Home > Uncategorized > Focus on hedge fund returns puts “the wrong emPHAsis on the wrong sylLABle”

Focus on hedge fund returns puts “the wrong emPHAsis on the wrong sylLABle”

A commentary in the Wall Street Journal last monthupdown by Yale Professor Jeffrey Sonnenfeld marked the start of a new salvo of criticism of hedge fund performance.  In the piece, Prof. Sonnenfeld argues that if activists can’t beat the S&P, they have no business in trying to get companies, such as DuPont, which are not underperforming the market, to make strategic changes.

At his annual meeting in Omaha, Warren Buffett gloated that his famous wager with Protégé Partners was still in the money, noting that the cumulative returns in the S&P handily outperformed a hedge fund index since 2008.

The pervasiveness of media focus on hedge fund returns illustrates how unsophisticated media coverage of alternative investment can be.  Industry critics, such as Prof. Sonnenfeld understand this and use it to their benefit.  It is extremely rare to find citations in the press of the real reasons institutions invest in hedge funds.  Institutional Investor, reporting from the SALT conference noted an executive from Wellington saying “people invest in alternatives for five reasons, including to diversify, to add value in a separate bucket and to limit volatility.”  But that comment was in response to Greg Zuckerman, the Journal’s long-standing hedge fund reporter who quipped that his 60% stock – 40% bond portfolio beat hedge fund returns.
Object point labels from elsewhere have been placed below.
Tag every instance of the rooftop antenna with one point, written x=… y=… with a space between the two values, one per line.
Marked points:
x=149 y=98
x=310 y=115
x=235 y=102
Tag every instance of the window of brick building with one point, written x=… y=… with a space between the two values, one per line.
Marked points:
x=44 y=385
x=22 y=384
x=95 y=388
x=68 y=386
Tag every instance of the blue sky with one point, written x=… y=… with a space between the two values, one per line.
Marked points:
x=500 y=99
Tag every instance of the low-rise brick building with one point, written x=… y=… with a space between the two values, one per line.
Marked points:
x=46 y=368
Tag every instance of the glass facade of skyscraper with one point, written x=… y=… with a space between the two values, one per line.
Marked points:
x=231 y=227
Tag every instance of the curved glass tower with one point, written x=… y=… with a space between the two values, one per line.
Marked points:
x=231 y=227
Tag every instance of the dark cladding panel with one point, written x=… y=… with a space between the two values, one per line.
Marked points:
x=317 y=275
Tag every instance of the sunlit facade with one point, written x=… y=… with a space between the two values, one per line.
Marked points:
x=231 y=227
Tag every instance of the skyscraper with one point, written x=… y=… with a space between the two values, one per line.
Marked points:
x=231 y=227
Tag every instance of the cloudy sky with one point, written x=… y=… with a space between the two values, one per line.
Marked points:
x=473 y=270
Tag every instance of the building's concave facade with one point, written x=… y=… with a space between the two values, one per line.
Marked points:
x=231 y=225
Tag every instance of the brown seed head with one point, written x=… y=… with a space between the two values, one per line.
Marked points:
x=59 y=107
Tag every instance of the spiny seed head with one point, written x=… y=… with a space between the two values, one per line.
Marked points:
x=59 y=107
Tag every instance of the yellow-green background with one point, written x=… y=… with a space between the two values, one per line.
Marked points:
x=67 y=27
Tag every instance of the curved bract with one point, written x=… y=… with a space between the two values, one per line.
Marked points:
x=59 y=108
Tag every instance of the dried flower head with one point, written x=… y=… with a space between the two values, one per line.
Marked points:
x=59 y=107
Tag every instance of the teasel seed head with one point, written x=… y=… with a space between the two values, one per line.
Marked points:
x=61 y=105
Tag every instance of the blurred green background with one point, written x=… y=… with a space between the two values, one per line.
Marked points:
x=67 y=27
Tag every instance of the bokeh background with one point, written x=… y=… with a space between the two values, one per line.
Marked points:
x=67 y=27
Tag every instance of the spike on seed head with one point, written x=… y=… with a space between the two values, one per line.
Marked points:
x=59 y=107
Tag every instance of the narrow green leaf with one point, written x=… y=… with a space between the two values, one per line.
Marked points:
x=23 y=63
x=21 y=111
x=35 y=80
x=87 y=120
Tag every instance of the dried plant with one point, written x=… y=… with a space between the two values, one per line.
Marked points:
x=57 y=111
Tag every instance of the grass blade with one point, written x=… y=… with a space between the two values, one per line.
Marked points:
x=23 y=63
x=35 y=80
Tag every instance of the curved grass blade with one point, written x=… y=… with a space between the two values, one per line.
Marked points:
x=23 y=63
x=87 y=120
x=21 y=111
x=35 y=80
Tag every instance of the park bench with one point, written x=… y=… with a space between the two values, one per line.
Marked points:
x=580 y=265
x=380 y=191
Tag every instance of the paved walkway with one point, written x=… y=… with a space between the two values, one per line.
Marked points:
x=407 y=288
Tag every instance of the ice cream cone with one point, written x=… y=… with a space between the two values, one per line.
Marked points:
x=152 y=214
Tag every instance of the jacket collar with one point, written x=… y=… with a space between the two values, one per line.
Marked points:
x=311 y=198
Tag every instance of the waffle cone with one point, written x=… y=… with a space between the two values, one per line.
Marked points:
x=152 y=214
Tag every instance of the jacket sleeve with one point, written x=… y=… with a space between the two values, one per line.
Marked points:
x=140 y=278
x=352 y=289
Returns are not the issue.  Nor, in fact are hedge fund fees or hedge fund compensation.  There is nothing more elastic than demand for hedge funds.  If you don’t deliver on your promise to investors, they walk.  End of hedge fund.  End of story.  That does not stop the media from perpetuating simplistic views of the industry.  According to the Journal, at the Ira Sohn conference, Barry Rosenstein of Jana Partners lamented “the media covers activist campaigns like political campaigns, focusing on the horserace rather than on the substance of their suggestions.”

Hedge funds have counter punched.  Trian Fund Management defended its returns in a letter to the Journal and Daniel Loeb of Third Point swiped at Buffet during the SALT conference.  A new study from UCSD goes right after the Yale data by making a case that hedge fund activism is good for stocks.

To give a forum for activists and their critics, Proxy Mosaic organized a conference call featuring Jared Landaw, GC at Barrington Capital, Kai Leikefett, partner at Vinson & Elkins, and this author.  A playback is available.

The numbers from hedge fund supporters and critics will be debated forever and the media will continue to try to keep score without trying to find deeper meaning.  When it comes to hedge fund activism, the game is not about wins and losses.  The simmering question is are these guys good for our system?